From the January 2000 Idaho Observer:
by The Idaho Observer
WASHINGTON (AP) -- Behind the closed door of Room 2439, a handful of government clerks search through radical newspapers, methodically snipping out names.
They are hunting Americans favorably mentioned by the publications of dissent.
Found, snipped, checked, reviewed, the names are conveyed down a wide clean corridor to be fed into a 'subversive activities' data bank already bulging with the names of 1.5 million citizens.
This article, headlined Government's files Contain Mountains of Information About Citizens was published in the Statesman of Salem, Oregon, April 19, 1970.
The clerks were low level servants of the Civil Service Commission, the agency set up to oversee federal employment, the article explained.
The 60s and the 70s were described as an age of dissent and social turmoil -- reasons to justify government keeping a close eye on its citizens. And this was in the J. Edgar Hoover age of manual snipping -- before the electronic age of scanning.
The article was written from an Associated Press study which discovered that millions of files were being kept on American citizens by several branches of the federal government. The army was keeping a blacklist' which included names of civilians who might be involved in civil disturbance situations. Another Defense Department list was a two-volume, yellow-covered, loose-leaf publication entitled, 'Organizations and Cities of Interest and Individuals of Interest.'
The FBI and Naval Intelligence, sometimes with the help of local police, had been known to examine the garbage of an entire apartment house to find information about one tenant. The Secret Service had set up a computer to store the names of 100,000 people and 50,000 dossiers on persons who it believes could be dangerous to top government officials.
By 1970, a Senate subcommittee found that the federal government had access to 264 million police records, 323 million medical histories and 279 million psychiatric dossiers -- each category being greater than the population of the entire country (then and now). And those figures did not include tax records, census data, social security files, military service histories and public records on file at a county courthouse.

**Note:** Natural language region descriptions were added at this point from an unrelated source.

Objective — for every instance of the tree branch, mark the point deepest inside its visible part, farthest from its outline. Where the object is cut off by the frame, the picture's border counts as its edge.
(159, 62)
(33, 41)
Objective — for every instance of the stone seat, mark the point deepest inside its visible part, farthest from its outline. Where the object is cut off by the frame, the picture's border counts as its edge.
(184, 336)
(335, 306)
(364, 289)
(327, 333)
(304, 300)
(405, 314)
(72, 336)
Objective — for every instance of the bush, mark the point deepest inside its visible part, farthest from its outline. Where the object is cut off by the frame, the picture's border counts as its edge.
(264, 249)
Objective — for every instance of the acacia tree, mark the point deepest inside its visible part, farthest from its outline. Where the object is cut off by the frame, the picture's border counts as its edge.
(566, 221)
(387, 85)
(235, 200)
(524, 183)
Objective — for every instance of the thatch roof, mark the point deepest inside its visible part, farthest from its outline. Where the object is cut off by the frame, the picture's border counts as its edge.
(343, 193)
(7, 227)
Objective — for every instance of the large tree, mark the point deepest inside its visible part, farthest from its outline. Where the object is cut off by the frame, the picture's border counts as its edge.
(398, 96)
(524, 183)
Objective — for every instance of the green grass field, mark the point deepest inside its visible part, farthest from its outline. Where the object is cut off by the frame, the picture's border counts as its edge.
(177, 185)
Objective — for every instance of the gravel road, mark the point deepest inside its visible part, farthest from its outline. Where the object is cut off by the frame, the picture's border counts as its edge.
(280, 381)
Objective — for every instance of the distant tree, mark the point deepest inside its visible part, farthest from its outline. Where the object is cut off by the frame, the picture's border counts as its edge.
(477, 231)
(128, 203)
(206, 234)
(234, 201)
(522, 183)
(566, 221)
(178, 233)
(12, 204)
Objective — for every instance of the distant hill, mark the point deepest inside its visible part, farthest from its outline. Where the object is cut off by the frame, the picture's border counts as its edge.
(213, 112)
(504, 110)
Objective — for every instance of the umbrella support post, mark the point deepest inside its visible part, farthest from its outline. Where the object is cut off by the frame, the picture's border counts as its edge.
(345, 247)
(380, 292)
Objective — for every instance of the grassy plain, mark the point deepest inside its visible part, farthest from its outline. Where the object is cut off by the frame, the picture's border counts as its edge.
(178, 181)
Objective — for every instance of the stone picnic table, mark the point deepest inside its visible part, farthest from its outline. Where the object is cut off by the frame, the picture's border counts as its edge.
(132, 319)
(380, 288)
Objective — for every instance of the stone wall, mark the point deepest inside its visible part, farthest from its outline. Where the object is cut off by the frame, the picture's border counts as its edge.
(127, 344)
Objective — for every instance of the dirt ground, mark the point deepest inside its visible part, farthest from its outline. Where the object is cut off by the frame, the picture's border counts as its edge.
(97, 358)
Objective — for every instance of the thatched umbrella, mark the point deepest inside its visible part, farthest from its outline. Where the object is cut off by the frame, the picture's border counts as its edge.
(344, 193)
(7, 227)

If the 1960s and 1970s was an age of social turmoil and dissent in the eyes of an obviously paranoid government, then the 1990s must surely qualify as such an age as well. The difference being that then the government was particularly suspicious of specific racist organizations such as the Black Panthers and the Ku Klux Klan. Today, with a much larger percentage of Americans being distrustful of the federal government and the espionage advantages of the electronic age, it can be safely argued that, if a group or a person is on paper or stored in a computer, the government knows about their activities.
It is interesting to go back on old articles to see how far we have come. It is also interesting to see how we have been warned over and over again that Big Brother has been growing up. We should have sent him to his room 30 years ago when a sharp reprimand and taking his toys away would have sufficed. But now that he has grown up to be such a powerfully arrogant monster, we can expect him to throw a full-blown tantrum when we finally get tired of his peeking into the most private rooms of our lives.